Downforce is a very desirable characteristic to have when racing because it compresses the tires against the track, allowing cars to corner quicker, resulting in lower lap times. The amount of downforce an IRL car produces is heavily regulated by the series, with mandatory minimum rear-wing angles and wicker bills (right-angle bends at the rear of the wings) for most events.
But with the benefits of downforce also come the disadvantages.
"The downside of downforce is that it almost always comes with the penalty of drag," Bayless said. "Drag is the fore-and-aft force that pushes back against the car and slows it down."
At a technical track like Nazareth, with an elevation change of 34 feet, teams will set up the cars to provide a high level of downforce.
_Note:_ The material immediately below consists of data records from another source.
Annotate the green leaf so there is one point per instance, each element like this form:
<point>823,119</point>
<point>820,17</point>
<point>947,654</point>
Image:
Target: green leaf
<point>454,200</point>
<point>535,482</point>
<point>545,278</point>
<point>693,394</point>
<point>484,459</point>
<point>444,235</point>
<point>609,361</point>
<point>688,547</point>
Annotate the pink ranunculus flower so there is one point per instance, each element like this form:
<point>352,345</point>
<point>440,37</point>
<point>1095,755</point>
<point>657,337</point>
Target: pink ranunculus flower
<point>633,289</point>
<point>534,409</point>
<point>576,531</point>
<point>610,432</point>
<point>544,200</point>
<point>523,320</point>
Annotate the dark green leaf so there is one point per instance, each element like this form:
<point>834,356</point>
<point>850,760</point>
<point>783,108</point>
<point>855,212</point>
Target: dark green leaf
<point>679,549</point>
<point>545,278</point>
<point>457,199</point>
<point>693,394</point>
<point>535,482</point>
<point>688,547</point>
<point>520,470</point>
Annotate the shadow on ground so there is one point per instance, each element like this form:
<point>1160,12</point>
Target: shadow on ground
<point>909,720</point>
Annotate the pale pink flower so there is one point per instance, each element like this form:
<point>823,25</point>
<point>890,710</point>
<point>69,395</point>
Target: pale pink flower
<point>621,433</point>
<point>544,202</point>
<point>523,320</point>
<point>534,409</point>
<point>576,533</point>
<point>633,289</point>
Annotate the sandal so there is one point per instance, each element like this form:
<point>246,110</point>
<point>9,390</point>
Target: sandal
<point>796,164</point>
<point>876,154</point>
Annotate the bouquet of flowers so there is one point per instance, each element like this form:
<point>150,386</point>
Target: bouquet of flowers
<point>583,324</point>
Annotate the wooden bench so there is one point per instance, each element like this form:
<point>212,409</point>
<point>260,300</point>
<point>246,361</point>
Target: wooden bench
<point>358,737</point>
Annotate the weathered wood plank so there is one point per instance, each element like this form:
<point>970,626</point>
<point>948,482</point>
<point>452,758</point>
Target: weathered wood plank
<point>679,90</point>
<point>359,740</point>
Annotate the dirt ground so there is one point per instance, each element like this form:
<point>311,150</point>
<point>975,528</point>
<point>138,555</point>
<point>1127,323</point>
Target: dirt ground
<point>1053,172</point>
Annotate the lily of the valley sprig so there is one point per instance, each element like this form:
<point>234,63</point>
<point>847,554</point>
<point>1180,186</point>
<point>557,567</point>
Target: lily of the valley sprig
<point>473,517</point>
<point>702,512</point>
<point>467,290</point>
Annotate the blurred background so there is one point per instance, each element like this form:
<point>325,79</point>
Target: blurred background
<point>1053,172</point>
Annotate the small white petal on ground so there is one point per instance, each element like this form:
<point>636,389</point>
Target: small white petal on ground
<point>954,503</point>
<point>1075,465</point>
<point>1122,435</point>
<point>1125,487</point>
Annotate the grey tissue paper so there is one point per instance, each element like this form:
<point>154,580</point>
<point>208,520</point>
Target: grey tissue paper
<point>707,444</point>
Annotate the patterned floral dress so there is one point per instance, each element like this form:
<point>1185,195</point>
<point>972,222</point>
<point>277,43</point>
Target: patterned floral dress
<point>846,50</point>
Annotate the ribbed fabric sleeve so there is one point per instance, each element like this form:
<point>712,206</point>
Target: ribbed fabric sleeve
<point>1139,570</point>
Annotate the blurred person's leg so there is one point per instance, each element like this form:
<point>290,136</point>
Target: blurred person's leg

"The amount of downforce an IRL race car produces can be adjusted to suit various tracks," Bayless said. "At a high-speed track like the Indianapolis Motor Speedway, the cars are trimmed out to produce 1,700 to 2,000 pounds of downforce with minimum drag.
“On the other hand, at a one-mile track like Nazareth, the cars are set up to produce up to 4,000 pounds of downforce. On a short oval, the increase in corner speeds produced by the extra downforce more than compensates for the speed penalty produced by additional drag on the straights."
Besides adjusting wings to obtain optimum downforce at any given track, teams also have to factor in the exposed wheels of IRL cars into their setup equation.
"A rotating cylinder like a tire and wheel combination creates both drag and lift in a moving air stream," Bayless said. "The spinning tire has very high velocity at the top and piles up air at the bottom, two conditions which produce lift. There also is tremendous turbulence behind the tire that creates drag.
"The turbulence produced by the open wheels disrupts the airflow around the rest of the car, affecting the aerodynamic performance of the sidepods and wings. The ramps in front of the rear wheels are designed to deflect the air to minimize these lift and drag effects. Of course, the ramps are also regulated by the IRL rules."
It’s a complicated process that changes from track to track. But come Sunday, IRL drivers will be turning quick laps around Nazareth Speedway, their downforce dialed in.